Выбрать главу

В разрывах дымки виднелись темнеющие облака, разбрасывающие по небу огромные столбы розового света. Привычное зрелище успокаивало; все трое родились и выросли в этом воздушном мире. Единственная знакомая им сила тяжести создавалась рукой человека — во вращающихся городах в форме колес, которые усеивали освещенные пространства вокруг искусственных солнц Вирги. Однако Чейсон прекрасно понимал, что небо вокруг никак не слипстримовское, потому что он вырос в городе Раш, небеса которого никогда не пустовали. Здесь же с угасанием света не зажигались городские колеса; воздух не полнился водяными каплями размером с дом, или прозрачными сетями ферм с их плавающими галактиками растительной жизни, или тысячей и одной повозкой и прочим инвентарем бурной коммерции. Между цивилизацией и зимой не было твердых границ, но если бы такую проложили, то сейчас они бы находились, в чем он был почти уверен, от нее не по ту сторону.

Когда полностью стемнело, они попытались уснуть. Безуспешно.

— Какая ирония! — проговорил через некоторое время Ричард Рейсс. Чейсон вздрогнул, а подергивание за рукав рубашки сообщило, что и Мартор тоже.

— Что? — раздраженно переспросил адмирал, который вроде бы уже задремывал.

Ричард тяжело вздохнул:

— Целые месяцы я провел, мечтая выбраться из этой проклятой адской дыры. Месяцы провел, воображая, на что будет походить моя первая ночь на свободе. О, я тщательно прорабатывал свои фантазии, господа! Атласные простыни, ласковая тяжесть, теплый свет свечей. Как я скучаю по силе тяжести! И вот мы тут, окутаны беспросветной тьмой, еще более глухой, чем в камерах, которые мы оставили. Если бы не тот факт, что я слышу, как вы дышите, и как ты, Мартор, беспрестанно чешешься, ха, я бы подумал, что я все еще там. Эти последние часы… похожи на сон.

Чейсон кивнул. Ночами в камере он иногда терял грань между сном и галлюцинацией. В темноте и невесомости это было нетрудно.

Мартору повезло, что ему разрешили пользоваться маленькой тюремной центрифугой. Без гравитации, с которой приходилось бороться, были обречены со временем ослабеть даже самые стойкие заключенные. Ваши кости через несколько месяцев становились хрупкими, ваши конечности едва могли пошевелиться, не говоря уже о том, чтобы сопротивляться, когда за вами приходили охранники. Элементарное лишение веса гарантировало Формации Фалкон тишину и отсутствие беспорядков в их заведении.
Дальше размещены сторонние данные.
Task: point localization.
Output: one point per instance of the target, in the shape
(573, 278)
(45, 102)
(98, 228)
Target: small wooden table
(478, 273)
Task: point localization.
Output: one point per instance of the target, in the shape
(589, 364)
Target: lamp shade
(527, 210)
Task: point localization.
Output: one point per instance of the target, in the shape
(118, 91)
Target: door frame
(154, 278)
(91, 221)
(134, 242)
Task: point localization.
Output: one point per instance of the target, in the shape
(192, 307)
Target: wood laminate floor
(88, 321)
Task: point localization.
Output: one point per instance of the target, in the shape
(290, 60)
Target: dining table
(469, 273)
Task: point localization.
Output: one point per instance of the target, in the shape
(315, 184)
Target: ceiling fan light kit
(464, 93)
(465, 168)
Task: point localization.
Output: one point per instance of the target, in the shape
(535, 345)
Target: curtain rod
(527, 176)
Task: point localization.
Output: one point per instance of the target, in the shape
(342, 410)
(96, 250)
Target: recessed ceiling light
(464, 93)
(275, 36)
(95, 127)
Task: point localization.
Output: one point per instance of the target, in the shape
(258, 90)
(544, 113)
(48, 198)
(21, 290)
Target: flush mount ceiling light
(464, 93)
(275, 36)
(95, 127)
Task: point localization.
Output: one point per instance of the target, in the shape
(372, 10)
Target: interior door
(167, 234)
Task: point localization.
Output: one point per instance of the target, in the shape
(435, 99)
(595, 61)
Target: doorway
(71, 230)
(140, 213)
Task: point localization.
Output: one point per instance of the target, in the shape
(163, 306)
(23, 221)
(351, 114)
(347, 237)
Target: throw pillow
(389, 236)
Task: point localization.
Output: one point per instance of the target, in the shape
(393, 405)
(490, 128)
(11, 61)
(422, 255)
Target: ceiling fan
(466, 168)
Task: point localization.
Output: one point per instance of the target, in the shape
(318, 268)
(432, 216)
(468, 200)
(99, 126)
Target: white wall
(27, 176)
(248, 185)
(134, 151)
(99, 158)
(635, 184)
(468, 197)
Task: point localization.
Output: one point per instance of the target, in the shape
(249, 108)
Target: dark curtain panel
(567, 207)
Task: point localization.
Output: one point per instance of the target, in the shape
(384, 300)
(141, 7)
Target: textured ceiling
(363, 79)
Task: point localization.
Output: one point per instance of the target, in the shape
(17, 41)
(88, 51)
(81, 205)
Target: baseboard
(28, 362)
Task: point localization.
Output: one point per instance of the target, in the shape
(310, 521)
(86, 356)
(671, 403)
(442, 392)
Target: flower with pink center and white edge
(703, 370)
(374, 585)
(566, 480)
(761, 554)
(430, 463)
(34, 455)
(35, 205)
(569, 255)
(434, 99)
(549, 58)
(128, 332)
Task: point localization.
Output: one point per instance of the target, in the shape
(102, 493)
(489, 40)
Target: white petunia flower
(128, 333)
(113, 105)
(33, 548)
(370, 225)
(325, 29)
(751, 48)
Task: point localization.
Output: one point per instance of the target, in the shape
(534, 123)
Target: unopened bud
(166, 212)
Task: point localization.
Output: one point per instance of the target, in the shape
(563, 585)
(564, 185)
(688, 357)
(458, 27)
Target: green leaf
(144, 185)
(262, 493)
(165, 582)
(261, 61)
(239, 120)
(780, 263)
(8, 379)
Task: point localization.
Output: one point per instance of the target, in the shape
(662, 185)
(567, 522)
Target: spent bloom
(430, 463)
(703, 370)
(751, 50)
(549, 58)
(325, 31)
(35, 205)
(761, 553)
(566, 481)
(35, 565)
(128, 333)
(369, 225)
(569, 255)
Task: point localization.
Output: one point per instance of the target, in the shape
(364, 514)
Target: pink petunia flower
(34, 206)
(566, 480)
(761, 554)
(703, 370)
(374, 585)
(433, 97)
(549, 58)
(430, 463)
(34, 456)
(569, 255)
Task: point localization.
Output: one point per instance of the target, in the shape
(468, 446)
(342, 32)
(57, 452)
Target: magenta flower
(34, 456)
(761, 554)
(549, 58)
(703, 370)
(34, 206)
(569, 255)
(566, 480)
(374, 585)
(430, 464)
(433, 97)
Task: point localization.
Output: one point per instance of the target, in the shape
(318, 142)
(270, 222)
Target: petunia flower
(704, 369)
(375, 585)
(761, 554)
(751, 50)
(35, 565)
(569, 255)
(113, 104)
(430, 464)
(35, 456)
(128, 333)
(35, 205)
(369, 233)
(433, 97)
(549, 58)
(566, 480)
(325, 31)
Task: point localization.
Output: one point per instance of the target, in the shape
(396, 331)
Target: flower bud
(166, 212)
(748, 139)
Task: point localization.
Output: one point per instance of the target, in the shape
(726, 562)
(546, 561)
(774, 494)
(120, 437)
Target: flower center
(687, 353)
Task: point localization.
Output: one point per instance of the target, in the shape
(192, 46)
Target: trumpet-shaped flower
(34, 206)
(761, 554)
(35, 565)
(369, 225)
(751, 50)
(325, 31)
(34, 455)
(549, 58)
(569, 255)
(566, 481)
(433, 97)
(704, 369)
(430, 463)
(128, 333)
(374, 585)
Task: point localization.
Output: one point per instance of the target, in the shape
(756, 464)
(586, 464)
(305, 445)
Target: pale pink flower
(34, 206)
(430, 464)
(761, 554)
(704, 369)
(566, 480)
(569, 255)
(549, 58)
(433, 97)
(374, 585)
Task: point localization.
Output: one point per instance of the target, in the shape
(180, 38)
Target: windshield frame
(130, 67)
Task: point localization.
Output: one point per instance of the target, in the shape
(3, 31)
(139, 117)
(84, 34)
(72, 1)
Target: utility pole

Чейсон отказался слабеть. Каждое утро, лишь только свет возвращал его в мир, он начинал мягко отскакивать от стены к стене, вытянув руки и ноги. Вот пальцы его левой руки касались бетона, чтобы оттолкнуться от него, затем, через несколько мгновений, противоположной стены касалась его правая рука. Он отталкивался то одной ногой, то другой, и постепенно увеличивал темп до тех пор, пока не начинал отталкиваться обеими ногами и останавливаться с помощью обеих рук — или, когда не мог остановиться, принимал удар на плечо. Он выискал все мыслимые способы упражняться на этих стенах и по ходу дела выучил очертания всех до единого бугорков и выступов, оставшихся после строителей.

И ни одно из этих упражнений не помогало с главным: с его ощущением цели, угасающим с каждым месяцем. Жизнь Чейсона всегда строилась вокруг исполнения долга, и вдруг его не стало. Без предназначения он умирал внутренне.

Теперь Фаннинг обнаружил, что цепляется за этих двоих не ради защиты или компании: они придавали смысл тому, что он здесь.

Он позаботится, чтобы они вернулись домой в целости и сохранности.

— Завтрашний день должен быть богат на события, — сказал адмирал. Ричард хмыкнул, а Мартор что-то проворчал ему в ответ.

Потом мальчишка рассмеялся:

— Только послушайте: я жалуюсь! Мне бы радоваться…

— И кто бы мог подумать, — сказал Ричард, — что тебе надо бы радоваться, трясясь от холода и застряв в темноте посреди облака?

Почему-то это показалось до истерики смешным, и все долго хохотали, даже слегка дольше, чем следовало бы.

— Что ж, Мартор, — через какое-то время сказал Чейсон. Потом замялся. — Пожалуй, так обращаться будет ужасно бестактно — после всего, через что мы прошли. А поскольку я почти уверен, что уже не адмирал, мне бы хотелось, чтобы ты звал меня Чейсоном. И я был бы горд, если бы мог звать тебя по имени… но — стыдно сказать — я его не знаю.